Préface de « Chatterton » de A. de Vigny
J’ai relu la préface de la pièce de théâtre « Chatterton » écrite par Alfred de Vigny. Ce texte est saisissant, émouvant, tellement qu’il a reçu bien des courriers d’auteurs demandant sa protection ! Véritable hymne à la condition du Poète, il pose la question suivante : quelle est la cause pendante du fait qu’un livre ne puisse changer un cœur, transcender un être en amollissant son coeur endurcit ?
« La cause ? c’est le martyre perpétuel et la perpétuelle immolation du Poète. – La cause ? c’est le droit qu’il aurait de vivre ; – La cause ? c’est le pain qu’on ne lui donne pas. – La cause ? c’est la mort qu’il est forcé de se donner.
D’où vient ce qui se passe ? Vous ne cessez de vanter l’intelligence, et vous tuez les plus intelligents.

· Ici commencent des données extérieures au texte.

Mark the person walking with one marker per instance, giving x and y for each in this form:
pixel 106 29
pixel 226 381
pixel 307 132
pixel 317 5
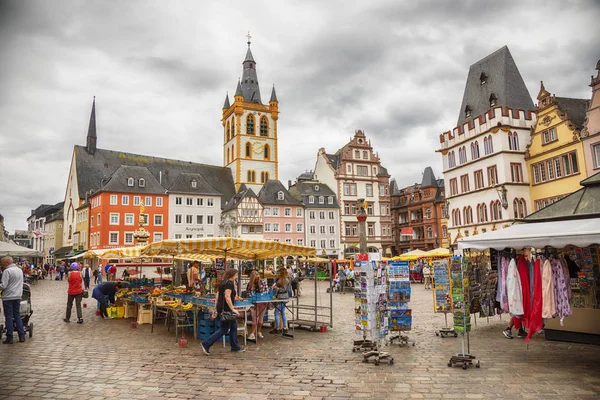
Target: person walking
pixel 283 288
pixel 427 276
pixel 103 290
pixel 12 290
pixel 223 308
pixel 87 276
pixel 74 292
pixel 257 286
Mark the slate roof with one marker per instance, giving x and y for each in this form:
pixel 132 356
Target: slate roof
pixel 242 192
pixel 91 169
pixel 503 80
pixel 118 181
pixel 302 190
pixel 268 194
pixel 183 184
pixel 575 109
pixel 583 203
pixel 249 82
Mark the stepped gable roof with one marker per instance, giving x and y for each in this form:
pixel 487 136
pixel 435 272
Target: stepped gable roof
pixel 269 194
pixel 502 80
pixel 382 171
pixel 306 176
pixel 184 184
pixel 302 190
pixel 242 192
pixel 428 178
pixel 580 204
pixel 118 181
pixel 575 108
pixel 92 168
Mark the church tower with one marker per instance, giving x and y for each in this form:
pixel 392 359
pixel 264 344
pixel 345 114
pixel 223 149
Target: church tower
pixel 250 131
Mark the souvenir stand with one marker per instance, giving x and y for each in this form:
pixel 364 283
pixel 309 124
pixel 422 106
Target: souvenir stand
pixel 461 312
pixel 370 305
pixel 400 314
pixel 442 295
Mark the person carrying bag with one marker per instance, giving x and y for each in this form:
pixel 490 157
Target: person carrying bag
pixel 226 313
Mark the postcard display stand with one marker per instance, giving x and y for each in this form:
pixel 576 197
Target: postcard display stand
pixel 370 305
pixel 400 315
pixel 442 295
pixel 462 318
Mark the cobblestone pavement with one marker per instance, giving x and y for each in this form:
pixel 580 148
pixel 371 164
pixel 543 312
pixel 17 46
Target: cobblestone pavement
pixel 107 359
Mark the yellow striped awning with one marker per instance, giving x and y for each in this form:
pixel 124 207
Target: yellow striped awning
pixel 119 252
pixel 244 249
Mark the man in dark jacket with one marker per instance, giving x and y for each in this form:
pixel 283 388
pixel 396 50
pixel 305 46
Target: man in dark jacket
pixel 103 290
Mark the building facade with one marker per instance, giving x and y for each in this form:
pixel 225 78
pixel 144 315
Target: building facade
pixel 250 131
pixel 194 208
pixel 590 134
pixel 53 238
pixel 355 172
pixel 322 215
pixel 555 156
pixel 419 215
pixel 115 209
pixel 283 215
pixel 103 173
pixel 242 215
pixel 485 177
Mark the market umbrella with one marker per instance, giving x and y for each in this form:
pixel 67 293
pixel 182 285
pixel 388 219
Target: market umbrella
pixel 439 252
pixel 243 249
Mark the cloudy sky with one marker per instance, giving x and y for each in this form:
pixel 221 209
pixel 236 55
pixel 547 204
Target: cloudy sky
pixel 160 71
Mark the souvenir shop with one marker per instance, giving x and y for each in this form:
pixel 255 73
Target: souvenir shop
pixel 547 273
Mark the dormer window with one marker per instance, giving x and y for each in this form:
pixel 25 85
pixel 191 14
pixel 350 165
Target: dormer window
pixel 482 78
pixel 468 111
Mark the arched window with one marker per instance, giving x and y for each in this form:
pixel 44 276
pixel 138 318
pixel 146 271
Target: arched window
pixel 452 159
pixel 264 126
pixel 523 208
pixel 250 125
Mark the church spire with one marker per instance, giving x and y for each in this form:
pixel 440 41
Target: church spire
pixel 249 82
pixel 91 138
pixel 226 104
pixel 273 96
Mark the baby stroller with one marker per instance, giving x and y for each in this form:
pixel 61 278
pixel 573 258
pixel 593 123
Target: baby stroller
pixel 25 311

Vous les tuez, en leur refusant le pouvoir de vivre selon les conditions de leur nature. – On croirait, à vous voir en faire si bon marché, que c’est une chose commune qu’un Poète. – Songez donc que, lorsqu’une nation en a deux en dix siècles, elle se trouve heureuse et s’enorgueillit. Il y a tel peuple qui n’en a pas un, et n’en aura jamais. D’où vient donc ce qui se passe ? Pourquoi tant d’astres éteints dès qu’ils commençaient à poindre ? C’est que vous ne savez pas ce que c’est qu’un Poète, et vous n’y pensez pas. »
« Dernière nuit de travail » du 29 au 30 juin 1834, préface de « Chatterton » de A. de Vigny.
Un peu plus loin, il détail trois sortes d’hommes qui agissent sur les sociétés par des travaux de la pensée. Il parle de « l’homme habile » qui est « l’homme de Lettres », de « l’homme d’une nature plus forte et meilleure » qui est « le véritable, le grand Ecrivain », puis de l’homme à la « nature plus passionnée » : le Poète.
Ce fut pour moi une véritable révélation, et sans aucune exagération, j’ai compris ma vie ce jour, à la lecture de ce texte. Oh, je n’ai que peu de mots pour exprimer cela, aussi ai-je décidé d’offrir une déclamation à ce texte, qui devrait être lu par tous les « grands et dirigeants » de notre humaine société.
En écoutant (ou en lisant) ce texte, peut-être serez-vous frappé par l’une de ces trois nature d’homme. Peut-être vous reconnaîtrez-vous. Peut-être en tremblerez vous, comme j’en ai tremblé.